I am building an ordered logistic model with three categories. (Trees in phenological states determined by forcing temperatures). I would like to model the difference between cutpoints with effects from different clusters in my data.
I’ve created the transformed parameter
cdiff = cutpoints[2]-cutpoints[1];
and put a prior on that parameter.
alpha ~ lognormal(1,1);
cdiff ~ gamma(alpha, 1); // difference between first and second cutpoint
I can include the difference between cutpoints, but I can’t figure out how to include the clusters in the difference.

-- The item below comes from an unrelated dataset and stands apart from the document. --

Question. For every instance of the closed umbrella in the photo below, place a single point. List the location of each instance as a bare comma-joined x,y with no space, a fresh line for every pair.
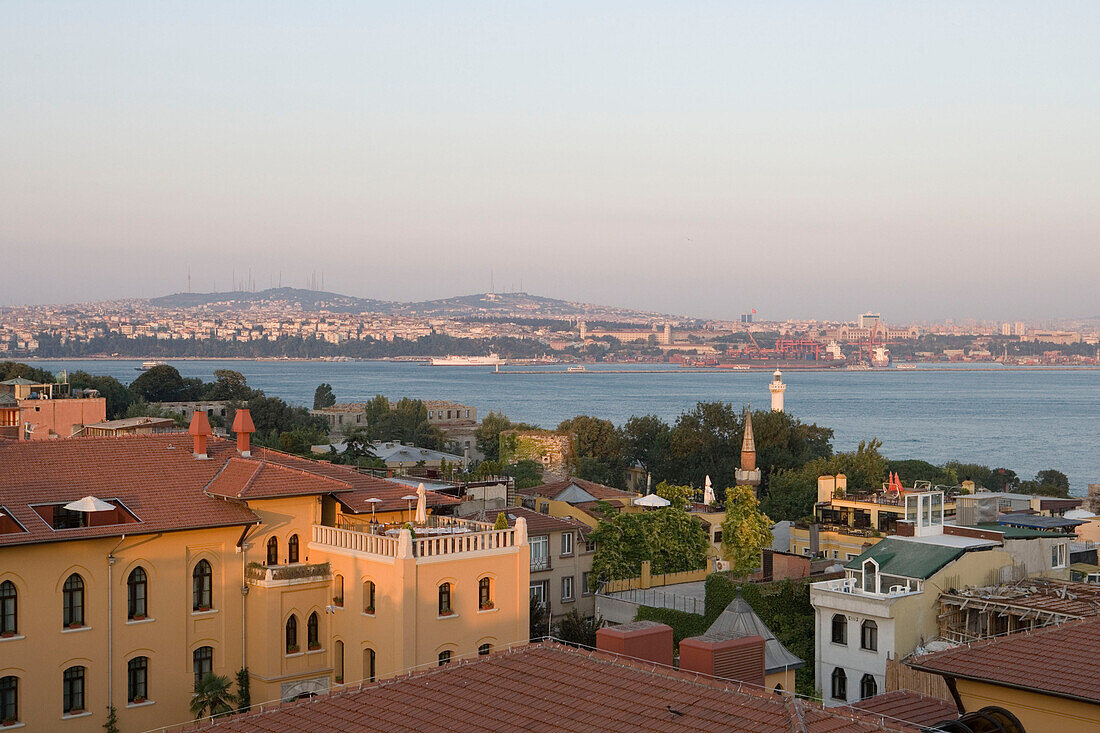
421,505
408,500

Some of the clusters are crossed and others are nested. (It’s a messy common garden design). Clones are represented by individual trees, which are male or female. Clones have a provenance. Provenances and clones are both represented at multiple sites, but an individual tree can obviously only occur at one site).
What I’d like to do is something like
alpha = \alpha + \alpha_{site} + \alpha_{provenance} +\alpha_{clone\ in\ provenance} + \alpha_{year}
I am new to stan and can’t figure out how to add effects to the difference between cutpoints.
Here is a working version for simulated data with no groups.
Simulate data in R and run model
cuts <- c(15,20)
beta <- 0.05
forcing <- runif(300, 175, 500) #
eta <- beta * forcing
state <- rordlogit(length(eta), phi = eta, a = cuts)
sim <- data.frame(forcing,state)
K = length(unique(sim$state))
N = nrow(sim)
stan_rdump(c("N", "K", "forcing", "state"), "simulated_nogroups.Rdump")
simplesimdat <- read_rdump("simulated_nogroups.Rdump")
simfit <- stan("cutpoints_difference.stan",
chains=5, cores=5, iter=2000,
data=simplesimdat)
Stan code
data{
int N; //number of observations
int K; //number of possible states
int state[N];
vector[N] forcing; //predictor
}
parameters{
positive_ordered[K-1] cutpoints;
real<lower=0,upper=1> beta; // eta "slope"
real<lower=0> alpha;
}
transformed parameters {
//declare params
vector[K-1] h50; // transition points on forcing scale
real<lower=0> cdiff; //difference between cutpoints
//define params
for ( i in 1:2 ) {
h50[i] = cutpoints[i]/beta;
}
cdiff = cutpoints[2]-cutpoints[1];
}
model{
//declarations
vector[N] eta;
//priors
//for eta
beta ~ beta( 0.5 , 5 );
//for cutpoints
cutpoints[1] ~ exponential(0.3); // don't let first cutpoint get too big for its britches
alpha ~ lognormal(1,1);
cdiff ~ gamma(alpha, 1); // difference between first and second cutpoint
//model
for ( i in 1:N ) {
eta[i] = beta * forcing[i];
}
state ~ ordered_logistic( eta , cutpoints );
}
I’m not actually interested in the cutpoints, I’m interested in the point at which half of the trees have transitioned from one state to another (h50
), defined in the transformed parameters as cutpoints/beta
.
I am trying to use the difference between because I believe that some effects should shift the h50
in different directions. If I include the effects in eta
, then h50
can only be shifted in one direction by an effect for both transitions.
I am also open to adding effects to both cutpoints. I tried to include effects on each cutpoint individually based on this question. However I couldn’t figure out how to include multiple clusters and was only able to include one cluster.
Is it possible to add effects to the difference between cutpoints? How can I do this?